Firmware Diffing¶
Introduction: Netgear RAX30¶
For this tutorial we are going to work on the Netgear RAX30 Wireless router, that was part of the targets for Pwn2Own Toronto 2022. A day before the submission deadline, Netgear released a firmware update that was also patching some vulnerabilities (which led multiple Pwn2Own competitors to withdraw theirs submission). The two versions are:
The goal of this tutorial is to show how performing a full-filesystem diff and to navigate the results programatically.
I. Unpacking firmwares¶
To extract the firmwares one can use Unblob which is now undeniably the best firmware extraction tool to date.

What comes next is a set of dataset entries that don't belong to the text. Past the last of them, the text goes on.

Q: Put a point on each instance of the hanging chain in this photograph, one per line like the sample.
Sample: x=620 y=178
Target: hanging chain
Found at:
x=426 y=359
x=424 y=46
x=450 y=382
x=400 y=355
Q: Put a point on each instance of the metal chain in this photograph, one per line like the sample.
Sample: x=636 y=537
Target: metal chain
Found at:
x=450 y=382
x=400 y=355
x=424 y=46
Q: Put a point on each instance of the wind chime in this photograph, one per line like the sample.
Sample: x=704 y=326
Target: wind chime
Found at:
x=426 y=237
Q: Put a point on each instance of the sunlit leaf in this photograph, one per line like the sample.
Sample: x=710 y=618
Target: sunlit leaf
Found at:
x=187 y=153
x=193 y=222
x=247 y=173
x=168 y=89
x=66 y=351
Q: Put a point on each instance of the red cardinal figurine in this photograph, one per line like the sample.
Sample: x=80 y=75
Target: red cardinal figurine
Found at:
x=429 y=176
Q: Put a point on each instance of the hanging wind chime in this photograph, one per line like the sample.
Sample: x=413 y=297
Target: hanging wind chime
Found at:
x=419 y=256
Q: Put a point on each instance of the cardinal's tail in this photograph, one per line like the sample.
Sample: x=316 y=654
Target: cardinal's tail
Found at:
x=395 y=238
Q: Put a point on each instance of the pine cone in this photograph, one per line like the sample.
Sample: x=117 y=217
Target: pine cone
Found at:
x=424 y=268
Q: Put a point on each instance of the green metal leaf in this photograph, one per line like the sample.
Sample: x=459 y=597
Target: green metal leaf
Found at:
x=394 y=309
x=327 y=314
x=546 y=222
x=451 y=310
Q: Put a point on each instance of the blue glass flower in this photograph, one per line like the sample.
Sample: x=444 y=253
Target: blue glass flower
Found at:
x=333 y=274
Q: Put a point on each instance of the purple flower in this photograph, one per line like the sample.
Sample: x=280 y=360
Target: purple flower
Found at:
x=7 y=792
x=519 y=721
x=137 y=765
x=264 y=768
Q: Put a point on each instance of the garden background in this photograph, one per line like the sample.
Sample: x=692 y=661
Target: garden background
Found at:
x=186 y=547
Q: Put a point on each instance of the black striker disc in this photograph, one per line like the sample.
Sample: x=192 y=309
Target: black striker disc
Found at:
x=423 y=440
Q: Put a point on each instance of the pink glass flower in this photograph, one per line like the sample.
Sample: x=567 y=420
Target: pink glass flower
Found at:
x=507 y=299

We can extract the firmware with:
docker run \
--rm \
--pull always \
-v $PWD/extract/RAX30-V1.0.7.78_1.img_extract:/data/output \
-v $PWD:/data/input \
ghcr.io/onekey-sec/unblob:latest /data/input/RAX30-V1.0.7.78_1.img
(Considering the firmware is in your current directory)
Exercise: Unpack both firmwares
II. Exporting files¶
Before diffing executables between the two firmwares, we have to call BinExport on all of them. For that we can use the program binexporter that can iterate a whole tree of files and to export all files encountered.
binexporter -t 10 extract/RAX30-V1.0.7.78_1.img_extract
The option -t launch the export with 10 processes. As exporting implies disassembling all binaries it can take a while to perform (~1h for this firmware).
To continue the tutorial here are the binexports files for both firmwares.
III. Performing the diff¶
Now that all executable files are exported in a single directory for each firmwares we can perfom the diff of each BinExport files based on theirs name. (For simplicity we assume there are now duplicates. Also symlinks also led to duplicating binexport files).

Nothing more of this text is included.